According to VCEP guidelines, the rule for PP3 is: "Supporting strength for missense variants with REVEL score >0.7." The evidence shows a REVEL score of 0.79. Therefore, this criterion is applied at Supporting strength.

PP4

PP4 (Not Applied)

According to standard ACMG guidelines, the rule for PP4 is: "Supporting strength for highly specific phenotype with single genetic etiology." No phenotype data are provided. Therefore, this criterion is not applied.

PP5

PP5 (Not Applied)

According to standard ACMG guidelines, the rule for PP5 is: "Supporting strength for reputable source reporting variant as pathogenic." No such reports are available. Therefore, this criterion is not applied.

BA1

BA1 (Not Applied)

According to VCEP guidelines, the rule for BA1 is: "Stand Alone strength if gnomAD allele frequency >0.056%." The allele frequency is 0%. Therefore, this criterion is not applied.

BS1

BS1 (Not Applied)

According to VCEP guidelines, the rule for BS1 is: "Strong strength if gnomAD allele frequency from 0.0043% to 0.056%." The allele frequency is 0%. Therefore, this criterion is not applied.

BS2

BS2 (Not Applied)

According to VCEP guidelines, the rule for BS2 is: "Strong strength if observed homozygous in a healthy individual." No homozygous observations are reported. Therefore, this criterion is not applied.

BS3

BS3 (Not Applied)

According to VCEP guidelines, the rule for BS3 is: "Strong strength for functional studies showing no damaging effect." Functional data show a damaging effect. Therefore, this criterion is not applied.

BS4

BS4 (Not Applied)

According to VCEP guidelines, the rule for BS4 is: "Strong strength for lack of segregation in ≥2 families." No segregation data exist. Therefore, this criterion is not applied.

BP1

BP1 (Not Applied)

According to standard ACMG guidelines, the rule for BP1 is: "Supporting strength for missense in gene where only truncating variants cause disease." PTEN disease mechanism includes missense.
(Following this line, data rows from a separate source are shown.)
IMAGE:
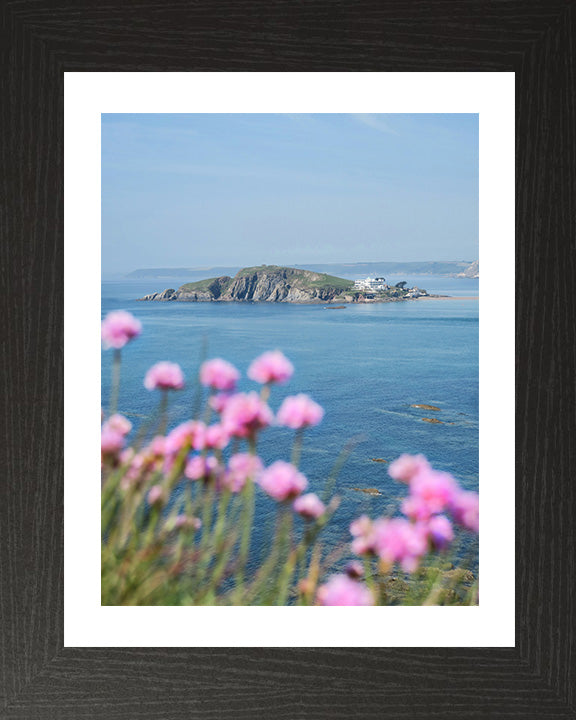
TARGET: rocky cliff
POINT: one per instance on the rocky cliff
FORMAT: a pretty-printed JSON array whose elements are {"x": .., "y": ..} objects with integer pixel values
[{"x": 266, "y": 283}]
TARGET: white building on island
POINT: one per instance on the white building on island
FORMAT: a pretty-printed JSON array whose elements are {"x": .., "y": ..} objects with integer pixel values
[{"x": 370, "y": 284}]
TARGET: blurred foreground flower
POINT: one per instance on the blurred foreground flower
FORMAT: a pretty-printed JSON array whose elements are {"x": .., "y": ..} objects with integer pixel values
[{"x": 118, "y": 328}]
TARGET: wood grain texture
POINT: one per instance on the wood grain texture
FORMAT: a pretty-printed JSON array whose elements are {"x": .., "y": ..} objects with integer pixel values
[{"x": 43, "y": 38}]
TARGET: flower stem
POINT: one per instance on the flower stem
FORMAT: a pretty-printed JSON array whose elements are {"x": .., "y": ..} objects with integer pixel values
[{"x": 116, "y": 362}]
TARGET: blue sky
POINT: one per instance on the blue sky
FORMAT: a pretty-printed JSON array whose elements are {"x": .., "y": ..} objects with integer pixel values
[{"x": 200, "y": 190}]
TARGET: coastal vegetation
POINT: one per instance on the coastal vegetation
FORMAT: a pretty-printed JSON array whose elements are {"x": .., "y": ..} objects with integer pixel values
[
  {"x": 179, "y": 510},
  {"x": 274, "y": 283}
]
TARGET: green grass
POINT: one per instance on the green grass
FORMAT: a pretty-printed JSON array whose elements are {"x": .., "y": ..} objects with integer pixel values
[
  {"x": 200, "y": 285},
  {"x": 304, "y": 279}
]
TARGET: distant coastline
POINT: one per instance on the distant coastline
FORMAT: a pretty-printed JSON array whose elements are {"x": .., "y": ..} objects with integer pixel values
[{"x": 456, "y": 268}]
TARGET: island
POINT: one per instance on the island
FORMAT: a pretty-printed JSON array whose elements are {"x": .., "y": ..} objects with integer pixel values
[{"x": 274, "y": 283}]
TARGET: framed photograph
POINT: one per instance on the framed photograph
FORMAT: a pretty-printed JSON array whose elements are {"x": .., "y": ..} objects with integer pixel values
[{"x": 305, "y": 398}]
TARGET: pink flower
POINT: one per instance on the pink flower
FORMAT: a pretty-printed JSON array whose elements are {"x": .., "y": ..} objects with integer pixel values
[
  {"x": 435, "y": 489},
  {"x": 398, "y": 540},
  {"x": 190, "y": 434},
  {"x": 241, "y": 467},
  {"x": 156, "y": 495},
  {"x": 362, "y": 530},
  {"x": 309, "y": 506},
  {"x": 118, "y": 423},
  {"x": 184, "y": 521},
  {"x": 416, "y": 508},
  {"x": 111, "y": 441},
  {"x": 118, "y": 328},
  {"x": 216, "y": 437},
  {"x": 440, "y": 532},
  {"x": 342, "y": 590},
  {"x": 465, "y": 509},
  {"x": 245, "y": 414},
  {"x": 202, "y": 467},
  {"x": 299, "y": 411},
  {"x": 271, "y": 367},
  {"x": 219, "y": 374},
  {"x": 406, "y": 467},
  {"x": 164, "y": 376},
  {"x": 282, "y": 481},
  {"x": 354, "y": 570}
]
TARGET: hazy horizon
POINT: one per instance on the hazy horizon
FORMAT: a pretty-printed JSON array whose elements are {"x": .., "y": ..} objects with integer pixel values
[{"x": 201, "y": 191}]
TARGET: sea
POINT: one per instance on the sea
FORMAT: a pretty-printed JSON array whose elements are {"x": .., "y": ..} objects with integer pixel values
[{"x": 367, "y": 365}]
Therefore, this criterion is not applied.

BP2

BP2 (Not Applied)

According to VCEP guidelines, the rule for BP2 is: "Supporting strength if observed in trans with a pathogenic PTEN variant." No such observations. Therefore, this criterion is not applied.

BP3

BP3 (Not Applied)

According to standard ACMG guidelines, the rule for BP3 is: "Supporting strength for in-frame indels in repetitive region." Variant is missense. Therefore, this criterion is not applied.

BP4

BP4 (Not Applied)

According to VCEP guidelines, the rule for BP4 is: "Supporting strength for REVEL score <0.5." The REVEL score is 0.79. Therefore, this criterion is not applied.

BP5

BP5 (Not Applied)

According to VCEP guidelines, the rule for BP5 is: "Supporting strength for variant found with alternate molecular basis for disease." No such case evidence. Therefore, this criterion is not applied.

BP6

BP6 (Not Applied)

According to standard ACMG guidelines, the rule for BP6 is: "Supporting strength for reputable source reporting variant as benign." No such reports. Therefore, this criterion is not applied.

BP7

BP7 (Not Applied)

According to VCEP guidelines, the rule for BP7 is: "Supporting strength for synonymous or intronic variants with no splicing impact." Variant is missense. Therefore, this criterion is not applied.